La domanda ora è se Russia e Cina saranno in grado di mantenere il loro patto dopo la decisione di Putin di entrare in guerra. Poco prima dell'invasione, il ministro degli Esteri cinese Wang Yi ha detto alla Conferenza sulla sicurezza di Monaco che la "sovranità" e "l'integrità territoriale" di tutti i paesi dovrebbero essere protette e che "l'Ucraina non fa eccezione". E il signor Xi ha successivamente chiamato Putin per spiegare che, sebbene la Cina possa simpatizzare in una certa misura con le mosse di Mosca, rispetta comunque la sovranità degli stati-nazione e intende sostenere i principi della Carta delle Nazioni Unite. Dopotutto, il Partito Comunista Cinese non vuole che le potenze straniere interferiscano nei suoi stessi "affari interni", non importa invadere la Cina.

Quale di questi imperativi vincerà? Molto probabilmente, l'avversione condivisa di Cina e Russia per la democrazia liberale (e per l'ipocrisia dei leader democratici) alla fine vincerà la pittoresca idea del 19° secolo secondo cui la sovranità nazionale è sacra.

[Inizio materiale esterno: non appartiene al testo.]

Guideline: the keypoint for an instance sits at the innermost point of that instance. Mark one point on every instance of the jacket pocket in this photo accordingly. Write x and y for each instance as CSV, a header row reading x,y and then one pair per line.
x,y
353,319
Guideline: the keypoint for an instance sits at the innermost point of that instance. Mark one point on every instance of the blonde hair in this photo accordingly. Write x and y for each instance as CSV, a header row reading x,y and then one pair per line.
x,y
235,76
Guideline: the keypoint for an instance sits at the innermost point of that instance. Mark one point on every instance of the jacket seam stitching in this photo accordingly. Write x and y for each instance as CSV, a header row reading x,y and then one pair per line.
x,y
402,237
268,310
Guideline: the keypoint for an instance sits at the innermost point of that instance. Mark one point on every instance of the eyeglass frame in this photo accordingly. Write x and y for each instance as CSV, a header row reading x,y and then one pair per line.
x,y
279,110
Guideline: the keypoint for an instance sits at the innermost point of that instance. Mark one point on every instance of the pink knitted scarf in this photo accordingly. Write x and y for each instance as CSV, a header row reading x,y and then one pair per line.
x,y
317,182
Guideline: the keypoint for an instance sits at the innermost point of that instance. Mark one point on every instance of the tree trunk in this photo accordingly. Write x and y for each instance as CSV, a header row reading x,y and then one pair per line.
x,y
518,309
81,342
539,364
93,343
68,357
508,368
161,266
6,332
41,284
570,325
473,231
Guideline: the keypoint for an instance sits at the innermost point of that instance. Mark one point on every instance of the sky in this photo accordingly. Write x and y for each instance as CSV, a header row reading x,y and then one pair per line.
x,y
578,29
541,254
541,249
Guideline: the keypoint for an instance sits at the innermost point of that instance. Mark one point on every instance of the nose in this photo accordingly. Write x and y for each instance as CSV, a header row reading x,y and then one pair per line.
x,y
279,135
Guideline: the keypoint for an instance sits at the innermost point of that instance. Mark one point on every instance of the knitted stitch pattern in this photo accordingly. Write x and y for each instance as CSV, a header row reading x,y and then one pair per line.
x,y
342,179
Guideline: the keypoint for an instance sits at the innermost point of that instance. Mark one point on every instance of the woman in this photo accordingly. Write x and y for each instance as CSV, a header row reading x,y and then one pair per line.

La narrativa della vittimizzazione che alimenta psicologicamente il nazionalismo di entrambi i paesi con riserve di risentimento è semplicemente troppo potente per essere annullata dalle sottigliezze del diritto internazionale. ©1995-2022 Sindacato del progetto

Orville Schell, direttore del Center on US-China Relations presso l'Asia Society, è co-editore (con Larry Diamond) di "Chinese Influence and American Interests: Promoting Constructive Engagement".